В иное время, явись к нему такая патетика, он бы осудил ее, пресек в самом зародыше, потому что, воспитанный в суровой армейской среде, чуждой легкости, слабости к эмоциям, стеснялся возвышенных слов, усматривая в них ложность, неискренность; однако сейчас он даже не заметил своего странного состояния, неожиданно впал в непривычную для него патетику, а главное, как бы впервые в своей жизни увидел этот весенний день, покоривший и растрогавший его, и Сергеев не только шептал не свойственные ему слова — в острой вспышке чувств подумал: случись умереть в подобный день — встретил бы смерть легко и просто…

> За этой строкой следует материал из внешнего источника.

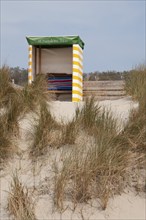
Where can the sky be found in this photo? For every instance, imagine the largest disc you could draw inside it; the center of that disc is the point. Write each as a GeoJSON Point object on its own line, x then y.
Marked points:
{"type": "Point", "coordinates": [114, 32]}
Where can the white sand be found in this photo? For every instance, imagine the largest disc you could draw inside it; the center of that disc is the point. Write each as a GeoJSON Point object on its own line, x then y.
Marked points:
{"type": "Point", "coordinates": [128, 206]}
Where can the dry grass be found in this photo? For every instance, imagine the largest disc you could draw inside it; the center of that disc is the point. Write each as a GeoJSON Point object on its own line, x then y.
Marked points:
{"type": "Point", "coordinates": [95, 171]}
{"type": "Point", "coordinates": [5, 143]}
{"type": "Point", "coordinates": [19, 201]}
{"type": "Point", "coordinates": [43, 132]}
{"type": "Point", "coordinates": [136, 127]}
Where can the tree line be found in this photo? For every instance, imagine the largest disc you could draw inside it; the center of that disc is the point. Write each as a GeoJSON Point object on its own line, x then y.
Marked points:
{"type": "Point", "coordinates": [20, 75]}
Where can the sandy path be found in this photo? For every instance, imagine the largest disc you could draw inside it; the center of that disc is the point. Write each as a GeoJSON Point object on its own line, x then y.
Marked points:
{"type": "Point", "coordinates": [128, 206]}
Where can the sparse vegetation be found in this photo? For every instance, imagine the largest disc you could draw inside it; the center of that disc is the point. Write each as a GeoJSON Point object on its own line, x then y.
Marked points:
{"type": "Point", "coordinates": [97, 169]}
{"type": "Point", "coordinates": [135, 86]}
{"type": "Point", "coordinates": [43, 131]}
{"type": "Point", "coordinates": [20, 204]}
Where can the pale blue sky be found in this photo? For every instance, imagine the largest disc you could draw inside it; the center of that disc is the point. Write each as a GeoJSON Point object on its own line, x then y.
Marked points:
{"type": "Point", "coordinates": [113, 31]}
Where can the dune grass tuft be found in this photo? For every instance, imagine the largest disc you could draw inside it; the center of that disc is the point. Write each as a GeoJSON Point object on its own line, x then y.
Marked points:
{"type": "Point", "coordinates": [97, 170]}
{"type": "Point", "coordinates": [43, 129]}
{"type": "Point", "coordinates": [19, 202]}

То ли чуткий селезень заметил Сергеева, то ли его что-то спугнуло другое — он вздернулся, кружнулся на глади воды и, вскрикнув, взлетел, осыпая взломанное зеркало воды дождевыми каплями. Шавкал беспокойно, набирая круто над камышом высоту… Справа от Сергеева, почти рядом, прогремел выстрел, селезень качнулся, будто на воздушной невидимой волне, пролетел по дуге и вдруг круто развернул над камышом строго назад, тяжело взмахивая теперь крыльями и теряя высоту, вскрикивал коротко и тревожно. Подсадная, еще секунду назад, нимало не обратив внимания на выстрел, довольно и радостно окатывавшая себя водой, заволновалась, задергалась на поводке из стороны в сторону, беспокойно вскрикнула… Подлетев, селезень прямо над ней сомкнул крылья и внезапно рухнул — отвесно, будто увесистый, тяжелый ком, тело шлепнулось, гребнем взбив воду. Подсадная рванулась с криком, взлетела, но лишь на полметра: натянувшись, поводок дернул ее назад, и она тоже рухнула на воду.
Сергеев был потрясен удивительным поступком селезня: смертельно раненный, тот повернул назад, из последних сил тянул сюда, где оставил свою подругу, подарившую ему миг любовной утехи. Хотел ли он предупредить ее, встреченную случайно, осчастливленный ею, благодарный ей, об опасности или, сознавая, что пришел его неотвратимый час, хотел умереть рядом, возле нее?
Справа и слева последовало еще несколько выстрелов: там надсадно, жарко крякала подсадная, неутомимая зазывница кавалеров…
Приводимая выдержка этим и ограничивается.